Saturday, November 24, 2012

11/11

"I was traumatized by my own fear.  I responded with such an outpouring of fear that afterwards, in similar situations, I could feel that younger self vibrating in terror and that would begin to trigger new fear, until I became conscious of what was happening.  Standing by the answering machine, hearing the doctor's message--"go get another mammogram--it might be nothing, but considering your history"--triggering the pounding heart, and then the blind rage of 4 years ago, 3 years ago, every high-tech test in that time period that said maybe, maybe not, we can't tell, but considering...more tests" till in utter disgust I stopped the intrusion of gleaming metal General Electric machines, with their unctuous insistence that they were helping me..."

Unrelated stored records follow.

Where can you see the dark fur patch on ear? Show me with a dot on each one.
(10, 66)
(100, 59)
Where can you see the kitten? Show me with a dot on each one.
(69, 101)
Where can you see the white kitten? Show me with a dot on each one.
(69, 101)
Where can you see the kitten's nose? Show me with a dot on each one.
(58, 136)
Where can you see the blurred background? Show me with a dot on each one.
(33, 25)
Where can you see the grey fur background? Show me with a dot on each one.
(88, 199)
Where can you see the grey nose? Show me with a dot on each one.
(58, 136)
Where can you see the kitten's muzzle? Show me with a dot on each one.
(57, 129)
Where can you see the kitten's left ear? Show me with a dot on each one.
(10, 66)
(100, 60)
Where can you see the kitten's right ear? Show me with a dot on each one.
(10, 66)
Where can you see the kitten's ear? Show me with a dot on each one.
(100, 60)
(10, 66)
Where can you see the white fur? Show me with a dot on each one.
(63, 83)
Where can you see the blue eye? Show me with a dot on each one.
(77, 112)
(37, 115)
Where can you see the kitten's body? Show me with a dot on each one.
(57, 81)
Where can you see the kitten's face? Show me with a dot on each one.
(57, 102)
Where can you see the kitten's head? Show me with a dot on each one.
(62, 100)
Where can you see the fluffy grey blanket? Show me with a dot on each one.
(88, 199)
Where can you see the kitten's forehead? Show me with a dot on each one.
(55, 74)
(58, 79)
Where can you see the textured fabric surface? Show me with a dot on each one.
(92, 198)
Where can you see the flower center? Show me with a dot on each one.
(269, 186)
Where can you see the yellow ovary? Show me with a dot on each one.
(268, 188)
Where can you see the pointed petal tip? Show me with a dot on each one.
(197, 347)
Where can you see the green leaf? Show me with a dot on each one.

...Most everyone who goes through cancer knows medical hell.  You sign off your personal, private body, and become a hospital #, a piece of flesh for the machines.  The long hallway in the intestines of the hospital where I went for chemo: people lined up in chairs with needles pumping poison into them, a hospital TV strategically anchored to the wall for their viewing pleasures...

I'm not going back to medical hell.  But then, what?  The question stretched before me in the early light, and I had to admit I was unprepared for it.  Much as I bitingly made fun of big daddy technological medicine, how could I go on without him!